December 14, 2008 at 9:02 AM by Dr. Drang
For a long time, I used Hahlo, a web app, as my Twitter client. despite its being limited to webish controls and layout, I liked its user interface and even created a site-specific browser in Fluid to run Hahlo on my Macs. But eventually I tired of Hahlo’s biggest drawback: when using Hahlo, you are relying on the speed and uptime not only of Twitter’s servers, but also of Hahlo’s. Too often, Hahlo’s servers (server?) were slow or down, and I’d have to move over to m.twitter.com.
Twitterrific, of course, is available on both the Mac and the iPhone and is the 800-lb gorilla of Twitter clients. I’ve used it on both platforms and just never really warmed to it. I suppose my indifference toward Twitterrific is due largely to my general dislike of white-on-black user interfaces, but I’m certain there’s more to it, even though I can’t put my finger on it.
Tweetie seemed right as soon as I started using it. First, it looked good. I know many people were put off by the iChat-like speech balloons it used to surround tweets, but I thought they made for a good visual break between tweets without taking up too much space. It was responsive—or as resposive as Twitter’s servers allow—because it talks to Twitter directly, rather than through another server. The user interface was well thought out: the features you use all the time (reading and writing) were up front; the features you use less often (looking at profiles, following a link) were available, but didn’t clutter the main page. It had, like NetNewsWire, a built-in browser for following links without leaving the application for Safari. There’s an option in the browser for opening a page in Safari if you want—because the Tweetie browser doesn’t allow landscape views, for some pages Safari is the better option.
The new version of Tweetie has all of these good points and has made some fixes and additions:
- The background color of a “normal” tweet used to be a bit too dark. Now it’s lighter, and the text is easier to read.
- The Post Link to this Page feature, which lets you create a tweet with a shortened link to the page you’re looking at in the built-in browser, now works. Apparently, this feature was broken in version 1.0 because the <bit.ly> URL shortening service changed its API.

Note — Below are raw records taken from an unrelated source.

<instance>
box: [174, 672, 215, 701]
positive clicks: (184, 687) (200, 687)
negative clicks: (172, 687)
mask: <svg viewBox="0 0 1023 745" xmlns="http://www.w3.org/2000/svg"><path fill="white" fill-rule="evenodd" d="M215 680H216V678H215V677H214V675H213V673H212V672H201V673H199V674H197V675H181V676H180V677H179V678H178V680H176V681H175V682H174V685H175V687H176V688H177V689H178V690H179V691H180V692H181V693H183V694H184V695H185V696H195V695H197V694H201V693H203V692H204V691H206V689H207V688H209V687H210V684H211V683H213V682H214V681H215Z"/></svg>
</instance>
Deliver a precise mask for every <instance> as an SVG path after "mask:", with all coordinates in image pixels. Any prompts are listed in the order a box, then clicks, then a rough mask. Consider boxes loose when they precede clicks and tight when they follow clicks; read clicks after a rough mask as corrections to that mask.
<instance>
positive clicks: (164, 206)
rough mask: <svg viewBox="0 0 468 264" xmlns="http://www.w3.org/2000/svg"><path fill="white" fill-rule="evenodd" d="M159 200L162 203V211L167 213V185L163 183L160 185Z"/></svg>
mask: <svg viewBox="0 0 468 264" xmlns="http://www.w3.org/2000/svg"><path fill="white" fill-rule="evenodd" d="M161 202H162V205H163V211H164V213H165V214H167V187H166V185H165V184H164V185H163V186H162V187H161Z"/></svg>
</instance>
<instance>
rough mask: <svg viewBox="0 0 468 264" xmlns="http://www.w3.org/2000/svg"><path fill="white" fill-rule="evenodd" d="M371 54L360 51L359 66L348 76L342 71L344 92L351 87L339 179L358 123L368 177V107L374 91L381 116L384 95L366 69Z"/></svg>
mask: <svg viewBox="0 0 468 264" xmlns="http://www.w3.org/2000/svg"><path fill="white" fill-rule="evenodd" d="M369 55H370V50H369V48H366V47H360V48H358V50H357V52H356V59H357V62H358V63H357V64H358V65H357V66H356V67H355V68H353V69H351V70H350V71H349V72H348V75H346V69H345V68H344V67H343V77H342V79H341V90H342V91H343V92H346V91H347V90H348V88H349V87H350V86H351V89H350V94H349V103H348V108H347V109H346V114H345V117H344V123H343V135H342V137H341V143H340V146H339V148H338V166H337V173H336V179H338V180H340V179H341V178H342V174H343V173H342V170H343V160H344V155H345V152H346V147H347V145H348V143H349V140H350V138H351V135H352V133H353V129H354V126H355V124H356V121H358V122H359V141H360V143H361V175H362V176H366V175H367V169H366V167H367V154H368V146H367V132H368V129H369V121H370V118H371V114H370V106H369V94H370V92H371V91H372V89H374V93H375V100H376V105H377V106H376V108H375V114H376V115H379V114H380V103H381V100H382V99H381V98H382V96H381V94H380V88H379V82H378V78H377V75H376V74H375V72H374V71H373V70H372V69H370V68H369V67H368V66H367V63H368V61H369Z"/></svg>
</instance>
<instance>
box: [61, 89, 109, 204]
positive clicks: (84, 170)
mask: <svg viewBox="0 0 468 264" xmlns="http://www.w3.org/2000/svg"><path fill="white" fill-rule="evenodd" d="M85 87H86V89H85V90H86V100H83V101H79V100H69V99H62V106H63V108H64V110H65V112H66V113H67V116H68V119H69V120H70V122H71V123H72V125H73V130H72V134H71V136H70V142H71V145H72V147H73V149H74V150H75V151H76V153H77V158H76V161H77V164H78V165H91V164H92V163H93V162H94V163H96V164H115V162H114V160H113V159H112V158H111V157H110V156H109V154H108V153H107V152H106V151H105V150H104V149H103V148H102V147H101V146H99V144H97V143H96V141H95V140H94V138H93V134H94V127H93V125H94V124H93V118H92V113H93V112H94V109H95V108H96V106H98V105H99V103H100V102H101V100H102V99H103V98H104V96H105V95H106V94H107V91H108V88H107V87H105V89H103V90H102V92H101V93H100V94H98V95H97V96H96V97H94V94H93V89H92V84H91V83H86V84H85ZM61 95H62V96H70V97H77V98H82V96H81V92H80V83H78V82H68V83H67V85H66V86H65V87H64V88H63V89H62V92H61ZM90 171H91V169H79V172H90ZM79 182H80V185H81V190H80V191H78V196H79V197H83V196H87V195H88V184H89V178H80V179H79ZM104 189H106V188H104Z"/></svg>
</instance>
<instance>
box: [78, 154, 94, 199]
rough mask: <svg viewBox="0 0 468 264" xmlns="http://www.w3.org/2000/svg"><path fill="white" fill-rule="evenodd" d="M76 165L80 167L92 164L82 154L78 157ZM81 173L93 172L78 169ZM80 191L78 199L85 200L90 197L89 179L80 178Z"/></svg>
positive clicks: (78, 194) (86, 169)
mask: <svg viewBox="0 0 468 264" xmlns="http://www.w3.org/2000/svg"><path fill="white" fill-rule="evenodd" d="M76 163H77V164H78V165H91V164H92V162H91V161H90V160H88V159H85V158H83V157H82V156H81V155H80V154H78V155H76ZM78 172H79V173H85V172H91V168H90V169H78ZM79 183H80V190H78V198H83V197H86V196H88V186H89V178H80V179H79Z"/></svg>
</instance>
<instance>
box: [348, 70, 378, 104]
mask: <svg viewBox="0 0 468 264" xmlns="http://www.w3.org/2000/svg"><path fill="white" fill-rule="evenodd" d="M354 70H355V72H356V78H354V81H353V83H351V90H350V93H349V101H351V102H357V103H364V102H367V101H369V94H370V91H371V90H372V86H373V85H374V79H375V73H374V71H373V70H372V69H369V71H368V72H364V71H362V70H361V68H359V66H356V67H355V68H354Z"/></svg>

- You can now change the look of Tweetie through the Settings app. There’s a choice of three font sizes (I chose Large, of course), two themes (people who hate the chat bubbles can now get a boring UI), and whether to identify tweets by the full names or screen names of the authors.
Here’s how the usually Tweetie view looks.
Normal tweets have a very light gray background, your own messages have a green background, and—if you use the Chat Bubbles theme—your avatar is on the right instead of the left. The little row of icons across the bottom bar seem pretty self-explanatory. @ Replies are colored blue
and Messages, i.e., Direct Messages, are colored pink.
I’m not thrilled with that pink, but I get direct messages via email, so I don’t have to look at it. If you use the Simple theme, the colored backgrounds are somewhat muted.
The More button takes you to this secondary screen
The options do what you probably expect; they’re similar to links on the main Twitter web interface.
- My Profile takes to to a screen where you can see (but not edit) your profile, stop following others, and look at your followers.
- Go To User lets you look up a user by screen name.
- Nearby uses the iPhone’s Location Services to see if other Twitterers are close. I have no idea what Tweetie considers “close;” when I tried this, it gave me tweets from all the western suburbs of Chicago—kind of a big area. Maybe it focuses more tightly in a big city.
- Trends gives a list of hot words or phrases on Twitter. Tapping a topic in the list takes you to recent tweets that include that those words.
- Search lets you search all tweets for a word or phrase.